Elle reproche également au ministre de la Justice du Québec, Simon Jolin-Barrette, d’avoir laissé entender que le cas de Simon Houle était isolé en affirmant qu’il était “choqué” par l’affaire.

« Le fait qu’il dise qu’il était sous le choc, c’était лицемер. C’est lui qui a failli à entender la voix des жертви. On ne peut pas en vouloir à un juge d’appliquer son code de justice. C’est l’arbre qui cache la forêt. Et c’est la raison même du mouvement #аз същоd’avoir des espaces où c’est possible de denouncer, de diversifier les espaces où c’est possible d’être entendu », explique-t-elle en entrevue.

« Et on ne parle pas de l’impact et de la violence pour une žrtve de voir un juge declarer son agresseur non coupable ou lui donner une absolution, même conditionnelle. C’est horrible, ce qu’elles vivent, le sentiment d’injustice “, добави Мелани Лемей.

Придружител на жертвите

C’est d’ailleurs pourquoi certains organismes qui compagneent les жертви на сексуална агресия, comme les Centres d’aide aux жертви на престъпления (CAVAC), tentent de les préparer à toute éventualité.

« L’important, c’est de ne pas simplement mettre toutes les attentes [dans] la fin du procédé judiciaire. [Car] des fois, la sentence n’est pas à la hauteur de leurs attentes, même si ce n’est pas une absolution », explique la coordonnatrice aux communications du Réseau des CAVAC, Marie-Christine Villeneuve.

D’où l’importance de travailler avec la personne žrtve « à se concentré sur les aspects de sa vie qu’elle peut controller pour la mener à une reprise de pouvoir », ajoute-t-elle.

Un retour en classes, une reprise de contact avec des amis, pour certaines simplement sortir de la maison une fois par jour, bref, ce sont souvent des choses qui peuvent paraître banales pour nous, mais qui semblent être une montagne pour les personnes žrtve. Les amener à surmonter ces montagnes une étape à la fois peut contributor à une evventuelle reprise de pouvoir sur leur vie.

Мари-Кристин Вилньов, coordonnatrice aux Communications du Réseau des CAVAC

De moins en moins d’absolutions?

Според le professeur de droit criminel de l’Université de Montréal Hugues Parent, le nombre d’absolutions accordées au terme de procès pour des agressions sexuelles est toutefois appelé à diminuer avec les années jusqu’à être réservé à des cases où les gestes commis seritant плюс “повърхностни”.

« C’est quelque chose qui va se faire.

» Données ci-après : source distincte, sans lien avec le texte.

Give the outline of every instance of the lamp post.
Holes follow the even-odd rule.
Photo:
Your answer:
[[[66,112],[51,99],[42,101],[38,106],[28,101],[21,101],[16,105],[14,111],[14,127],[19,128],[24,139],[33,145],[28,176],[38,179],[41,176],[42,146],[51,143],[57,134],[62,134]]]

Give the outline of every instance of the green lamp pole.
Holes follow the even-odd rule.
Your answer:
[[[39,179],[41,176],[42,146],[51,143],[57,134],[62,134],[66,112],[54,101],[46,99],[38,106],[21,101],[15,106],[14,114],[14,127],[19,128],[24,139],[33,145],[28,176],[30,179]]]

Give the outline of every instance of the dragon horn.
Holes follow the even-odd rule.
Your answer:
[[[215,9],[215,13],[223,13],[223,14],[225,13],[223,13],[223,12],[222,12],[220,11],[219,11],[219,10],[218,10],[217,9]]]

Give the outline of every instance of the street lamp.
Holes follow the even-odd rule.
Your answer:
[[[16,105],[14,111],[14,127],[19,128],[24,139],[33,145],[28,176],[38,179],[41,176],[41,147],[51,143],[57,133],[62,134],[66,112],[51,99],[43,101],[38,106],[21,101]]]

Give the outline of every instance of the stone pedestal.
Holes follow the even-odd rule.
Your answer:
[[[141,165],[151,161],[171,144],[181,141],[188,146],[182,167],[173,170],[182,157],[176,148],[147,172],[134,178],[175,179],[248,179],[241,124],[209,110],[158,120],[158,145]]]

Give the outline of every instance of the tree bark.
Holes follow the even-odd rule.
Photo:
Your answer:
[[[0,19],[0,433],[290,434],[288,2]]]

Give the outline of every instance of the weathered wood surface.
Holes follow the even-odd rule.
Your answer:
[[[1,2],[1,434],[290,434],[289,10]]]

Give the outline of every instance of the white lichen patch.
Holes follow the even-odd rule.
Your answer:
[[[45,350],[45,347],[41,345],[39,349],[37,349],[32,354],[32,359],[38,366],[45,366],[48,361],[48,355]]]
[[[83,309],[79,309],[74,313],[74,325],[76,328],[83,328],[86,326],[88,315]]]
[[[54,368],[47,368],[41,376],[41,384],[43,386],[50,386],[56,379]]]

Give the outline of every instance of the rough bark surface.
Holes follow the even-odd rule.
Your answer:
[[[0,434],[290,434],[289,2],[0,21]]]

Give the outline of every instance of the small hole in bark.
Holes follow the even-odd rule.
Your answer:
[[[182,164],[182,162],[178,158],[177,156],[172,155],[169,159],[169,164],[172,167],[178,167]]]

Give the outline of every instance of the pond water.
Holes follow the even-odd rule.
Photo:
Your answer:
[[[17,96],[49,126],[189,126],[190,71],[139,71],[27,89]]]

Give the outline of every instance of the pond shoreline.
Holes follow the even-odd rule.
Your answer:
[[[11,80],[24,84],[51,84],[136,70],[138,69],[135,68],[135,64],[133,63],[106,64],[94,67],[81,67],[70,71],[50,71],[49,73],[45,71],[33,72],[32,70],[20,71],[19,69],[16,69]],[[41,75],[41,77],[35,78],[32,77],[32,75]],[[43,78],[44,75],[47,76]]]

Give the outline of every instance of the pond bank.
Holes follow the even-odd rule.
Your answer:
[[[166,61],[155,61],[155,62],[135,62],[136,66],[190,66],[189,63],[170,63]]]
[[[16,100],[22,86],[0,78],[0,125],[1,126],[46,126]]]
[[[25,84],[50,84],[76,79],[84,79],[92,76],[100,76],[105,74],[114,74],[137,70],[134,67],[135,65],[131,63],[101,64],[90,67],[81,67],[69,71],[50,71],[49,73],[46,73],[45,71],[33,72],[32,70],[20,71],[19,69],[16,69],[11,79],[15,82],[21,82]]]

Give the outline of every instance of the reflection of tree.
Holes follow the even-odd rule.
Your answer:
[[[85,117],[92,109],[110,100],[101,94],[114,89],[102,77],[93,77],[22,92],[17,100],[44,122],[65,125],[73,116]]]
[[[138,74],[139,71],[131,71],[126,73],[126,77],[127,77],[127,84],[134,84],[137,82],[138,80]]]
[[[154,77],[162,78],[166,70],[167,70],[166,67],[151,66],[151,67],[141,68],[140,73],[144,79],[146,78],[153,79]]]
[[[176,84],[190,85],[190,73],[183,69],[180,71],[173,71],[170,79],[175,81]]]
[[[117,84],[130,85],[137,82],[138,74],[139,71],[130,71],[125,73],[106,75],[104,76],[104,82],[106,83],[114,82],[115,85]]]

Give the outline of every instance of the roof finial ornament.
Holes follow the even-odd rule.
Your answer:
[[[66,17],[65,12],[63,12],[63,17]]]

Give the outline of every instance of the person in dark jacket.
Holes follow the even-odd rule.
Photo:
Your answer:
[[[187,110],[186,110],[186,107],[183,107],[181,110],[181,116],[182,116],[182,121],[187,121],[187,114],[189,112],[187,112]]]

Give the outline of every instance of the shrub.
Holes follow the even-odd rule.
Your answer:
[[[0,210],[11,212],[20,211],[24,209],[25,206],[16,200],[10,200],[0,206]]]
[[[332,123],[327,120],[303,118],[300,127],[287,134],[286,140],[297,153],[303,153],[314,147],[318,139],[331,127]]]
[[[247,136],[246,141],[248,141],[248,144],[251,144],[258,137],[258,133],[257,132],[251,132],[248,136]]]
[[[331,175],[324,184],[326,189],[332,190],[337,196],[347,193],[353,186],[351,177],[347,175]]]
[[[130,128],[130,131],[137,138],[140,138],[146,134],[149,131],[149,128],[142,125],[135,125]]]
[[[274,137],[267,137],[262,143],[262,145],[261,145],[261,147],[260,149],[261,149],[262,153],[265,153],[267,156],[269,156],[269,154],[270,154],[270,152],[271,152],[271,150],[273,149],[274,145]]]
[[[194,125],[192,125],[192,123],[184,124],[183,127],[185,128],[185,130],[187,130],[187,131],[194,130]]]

Je pense que la perception collective par rapport aux agressions sexuelles, mais également le nombre d’aggressions sexuelles, est assez importante pour amener une réponse plus severé de la part des tribunaux », indique-t-il.

L’absolution pour un cas d’agression sexuelle n’est toutefois pas appelée à disparaître, estime-t-il. Selon lui, les juges doivent pouvoir disposer de l’éventail complet des peines possibles, et ce, pour tenir compte de la réalité de chaque cas.

« Un jeune qui commet une erreur, ce n’est pas la même chose qu’insérer les doigts dans le vagin de quelqu’un qui somnole et est en état d’intoxication. Interdire l’absolution, ce n’est pas la solution, car il y aura toujours des cas qui vont appeler ce genre de sanction », explique-t-il.